Parole che graffiano, lemmi che arrivano dritto al cuore. Una versione rallentata di “L’ultimo Ostacolo”, cantata con Giuseppe Fiorello.

È un autore nato in Inghilterra ma con origini anglo-italiane; suo padre Guido Savoretti è un mediatore marittimo, lasciò Genova, trasferendosi in Inghilterra, per evitare ritorsioni dopo essere stato testimone di una rapina. Gli Ex-Otago ospitano Jack Savoretti per intonare “Solo una canzone”. 

Allo scoccare della mezzanotte, pronte ad esibirsi due donne che conoscono la filosofia del rock. Loredana Bertè e Irene Grandi in un’esecuzione prorompente con “Cosa ti aspetti da me”

Daniele Silvestri sceglie di duettare con Manuel Agnelli, fondatore degli Afterhours. Momenti di altissimo auge erano gli anni ‘90. Silvestri -Rancore e Agnelli irrefrenabili sulle note “Argento Vivo”. 

L’OMAGGIO A GENOVA!

Una ferita che si rimargina. Venerdì 8 è iniziata la demolizione e quindi anche la ricostruzione di quel ponte che ha distrutto vite. Una fine e un inizio che si incontrano nello stesso giorno, la vita e la morte. L’idea di un futuro migliore per Genova. Dal tutto alla rinascita. 

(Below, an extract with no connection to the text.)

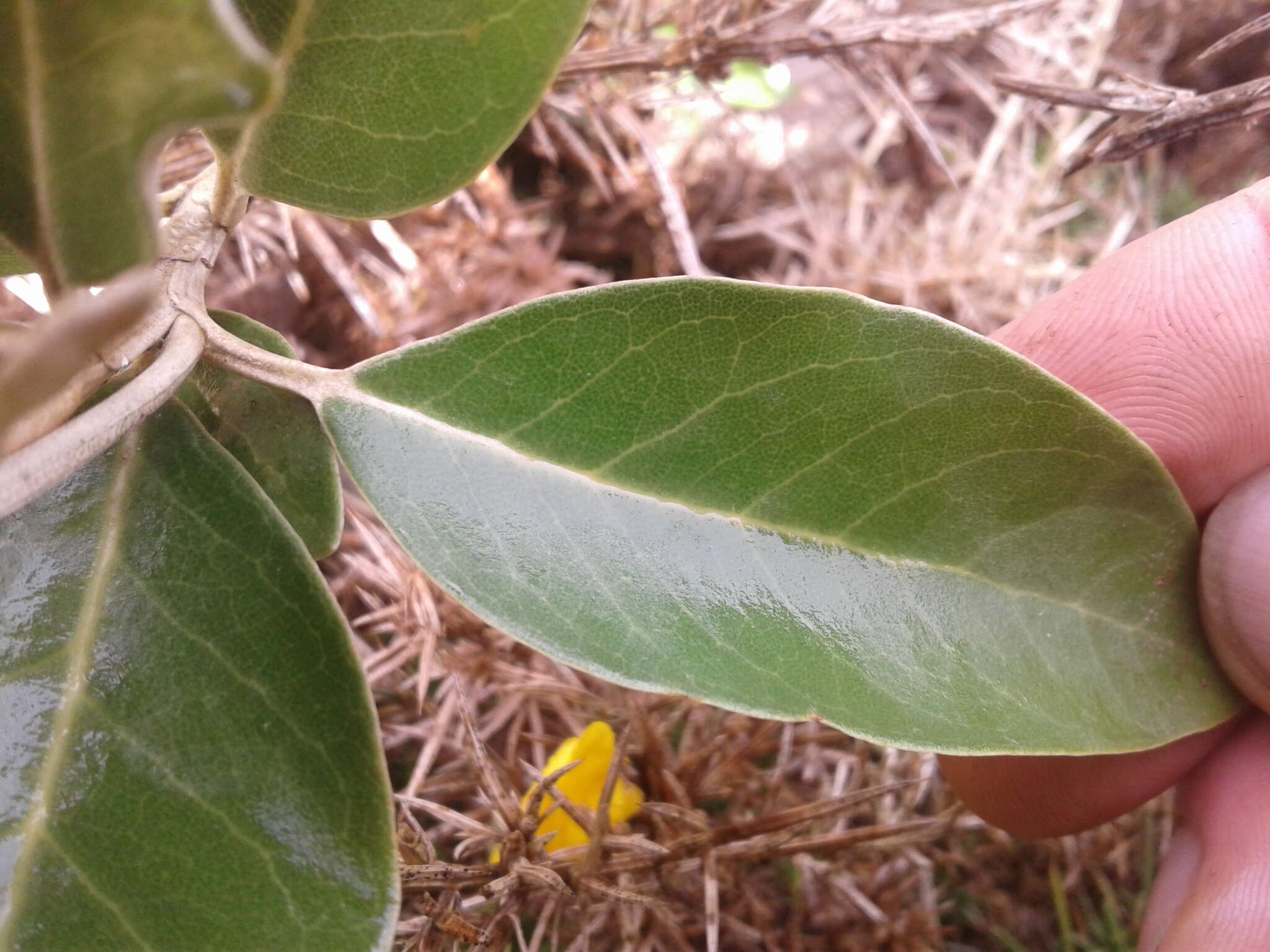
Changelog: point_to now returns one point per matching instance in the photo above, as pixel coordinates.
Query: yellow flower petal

Queste le parole pronunciate dal direttore artistico in ricordo delle 43 vittime del ponte Morandi.

Impavido Achille Lauro che imperversa sul palco dell’Ariston con Morgan dopo le polemiche sulla sua “Rolls Royce” e sull’ipotesi che osanni una pasticca di ecstasy.

La quarta serata si conclude con il presidente della Regione Liguria, Giovanni Toti, che premia il miglior duetto della serata, secondo la “Giuria d’onore” . Premio consegnato a Motta e Nada per l’interpretazione di “Dov’è l’Italia”.